2 min read

Nex needs to do a Lou Gerstner

A leader of a company in crisis has to rally the troops for future success

I know I should not feel for NexInnovations’ plight, but I can’t help it. I am human, after all.

The channel community – and I have said this many times in this space – is a great close-knit group. I have met Hubert Kelly and his brother John several times. This past June I had dinner with Hubert along with several other prominent executives in the channel at a Tech Data gathering. I know others at NexInnovations as well. I would hate for them to be laid off because of this situation.

Having said all that, NexInnovations, arguably the nation’s top independently-owned VAR, is in a major hole – a $72 million hole. It is going to take, in my belief, more than just restructuring of its financial house.

This company is also very lucky because Wachovia Capital Finance, IBM Canada and Tech Data Canada will (publicly, at least) set aside their differences and the debt NexInnovations owes to help it out.

While this is not unprecedented, it is slightly unique that a firm’s creditors are willing to lend it money, supply product and source out goods so that debtor can do business as usual.

However, I don’t believe cutting jobs is the answer here. NexInnovations has roughly 1,200 employees and 30 offices, not to mention customers all over the world. Believe me, it will take good people to run that ship.

Kelly said in an affadavit that if the company is allowed to execute its restructuring plan it will be able to keep most of its employees.

That is great to hear, but we’ll see in 90 days.

I am not one to tell anyone how to run their business. If Kelly looks back in time he’ll know to take a page out of Lou Gerstner’s book (Who Says Elephants Can’t Dance). Gerstner became the CEO of IBM on April Fool’s Day in 1993, when it was perilously close to becoming insolvent.
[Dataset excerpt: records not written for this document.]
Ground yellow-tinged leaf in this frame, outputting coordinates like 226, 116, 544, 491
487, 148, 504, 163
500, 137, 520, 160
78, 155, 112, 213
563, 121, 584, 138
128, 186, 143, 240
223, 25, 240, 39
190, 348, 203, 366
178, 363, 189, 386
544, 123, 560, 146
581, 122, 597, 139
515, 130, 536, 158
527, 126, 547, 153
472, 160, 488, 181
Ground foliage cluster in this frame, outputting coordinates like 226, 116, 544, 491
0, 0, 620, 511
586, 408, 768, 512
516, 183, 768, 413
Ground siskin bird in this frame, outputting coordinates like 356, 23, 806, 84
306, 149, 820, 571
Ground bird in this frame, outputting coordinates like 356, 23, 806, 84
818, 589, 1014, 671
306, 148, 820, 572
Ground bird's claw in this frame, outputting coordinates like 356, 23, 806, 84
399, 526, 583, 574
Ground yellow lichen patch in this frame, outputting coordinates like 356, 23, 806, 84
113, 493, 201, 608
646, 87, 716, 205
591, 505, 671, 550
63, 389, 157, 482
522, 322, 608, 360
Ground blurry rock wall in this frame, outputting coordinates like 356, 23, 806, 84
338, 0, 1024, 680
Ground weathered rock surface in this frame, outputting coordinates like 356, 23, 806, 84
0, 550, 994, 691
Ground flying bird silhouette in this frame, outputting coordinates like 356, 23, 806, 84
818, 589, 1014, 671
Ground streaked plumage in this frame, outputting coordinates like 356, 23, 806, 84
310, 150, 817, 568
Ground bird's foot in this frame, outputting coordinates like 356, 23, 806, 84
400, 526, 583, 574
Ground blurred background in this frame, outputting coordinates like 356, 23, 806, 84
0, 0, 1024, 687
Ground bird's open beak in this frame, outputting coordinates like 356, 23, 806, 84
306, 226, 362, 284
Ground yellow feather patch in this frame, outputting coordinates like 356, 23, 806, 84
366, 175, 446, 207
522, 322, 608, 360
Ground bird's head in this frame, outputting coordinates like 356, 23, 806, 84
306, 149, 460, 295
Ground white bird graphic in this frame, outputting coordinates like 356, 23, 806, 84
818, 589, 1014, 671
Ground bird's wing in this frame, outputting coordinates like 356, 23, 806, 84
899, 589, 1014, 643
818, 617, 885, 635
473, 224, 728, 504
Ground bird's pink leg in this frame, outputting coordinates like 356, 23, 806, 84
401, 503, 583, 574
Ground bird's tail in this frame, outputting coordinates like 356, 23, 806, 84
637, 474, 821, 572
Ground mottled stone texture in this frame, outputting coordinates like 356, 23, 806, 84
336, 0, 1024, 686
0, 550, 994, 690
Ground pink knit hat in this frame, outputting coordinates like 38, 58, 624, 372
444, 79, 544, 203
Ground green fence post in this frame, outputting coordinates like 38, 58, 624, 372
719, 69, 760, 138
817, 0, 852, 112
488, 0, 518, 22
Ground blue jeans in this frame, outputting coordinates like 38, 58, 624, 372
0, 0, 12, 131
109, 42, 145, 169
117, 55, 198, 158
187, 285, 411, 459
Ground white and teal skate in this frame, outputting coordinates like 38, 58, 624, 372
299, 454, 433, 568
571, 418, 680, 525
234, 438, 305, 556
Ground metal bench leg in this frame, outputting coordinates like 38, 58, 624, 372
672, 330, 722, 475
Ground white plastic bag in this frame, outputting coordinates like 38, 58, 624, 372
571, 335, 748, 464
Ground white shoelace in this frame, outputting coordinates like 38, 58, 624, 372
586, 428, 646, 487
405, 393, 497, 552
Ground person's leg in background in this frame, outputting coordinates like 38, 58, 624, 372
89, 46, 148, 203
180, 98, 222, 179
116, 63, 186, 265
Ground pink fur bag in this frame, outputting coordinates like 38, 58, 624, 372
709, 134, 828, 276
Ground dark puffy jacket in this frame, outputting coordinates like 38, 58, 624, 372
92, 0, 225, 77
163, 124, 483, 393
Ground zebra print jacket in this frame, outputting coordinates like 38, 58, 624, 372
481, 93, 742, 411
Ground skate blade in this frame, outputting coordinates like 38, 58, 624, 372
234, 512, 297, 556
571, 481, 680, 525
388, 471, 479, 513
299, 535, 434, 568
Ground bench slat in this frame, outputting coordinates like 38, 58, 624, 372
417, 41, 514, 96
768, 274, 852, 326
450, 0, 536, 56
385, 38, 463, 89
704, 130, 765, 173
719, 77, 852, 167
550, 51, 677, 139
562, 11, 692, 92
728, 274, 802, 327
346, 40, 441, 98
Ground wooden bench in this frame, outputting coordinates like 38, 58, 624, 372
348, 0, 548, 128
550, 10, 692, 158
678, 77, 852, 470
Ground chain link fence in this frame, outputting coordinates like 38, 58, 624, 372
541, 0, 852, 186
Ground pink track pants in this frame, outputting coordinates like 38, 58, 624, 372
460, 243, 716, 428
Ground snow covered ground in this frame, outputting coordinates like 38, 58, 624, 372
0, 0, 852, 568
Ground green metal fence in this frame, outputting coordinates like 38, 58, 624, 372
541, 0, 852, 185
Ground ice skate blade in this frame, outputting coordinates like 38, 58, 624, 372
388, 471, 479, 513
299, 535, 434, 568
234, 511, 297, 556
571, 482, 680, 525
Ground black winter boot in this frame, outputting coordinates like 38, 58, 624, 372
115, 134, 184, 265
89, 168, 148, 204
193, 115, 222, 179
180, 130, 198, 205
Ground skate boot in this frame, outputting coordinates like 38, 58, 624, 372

IBM had glaring overspending problems. Getting costs in line was one thing, but Gerstner also made a bet on IBM staff and set up divisions that were autonomous but had incentives to work together. The message was clear, although considered cruel. Everyone needed to produce. He created a sink-or-swim culture and it paid off in spades for Big Blue.

Gerstner also brought in a plan where employee salaries would be rewarded based on the overall performance of the company.

Remember too, Gerstner was an outsider. He came from RJR Nabisco. Gerstner told the employees he would shed money-losing divisions and products. There were some IBMers who did not believe Gerstner would do this. That all changed early in 1994 when he shut down OS/2, the only competitor to Windows.

This new direction caused IBM’s workforce to roll up their collective sleeves and work. It also pretty much ended the country-club atmosphere at the company.

I’m not saying Kelly should be replaced. What I am suggesting is that Kelly and his strong management team should encourage employees to drive the success of the company.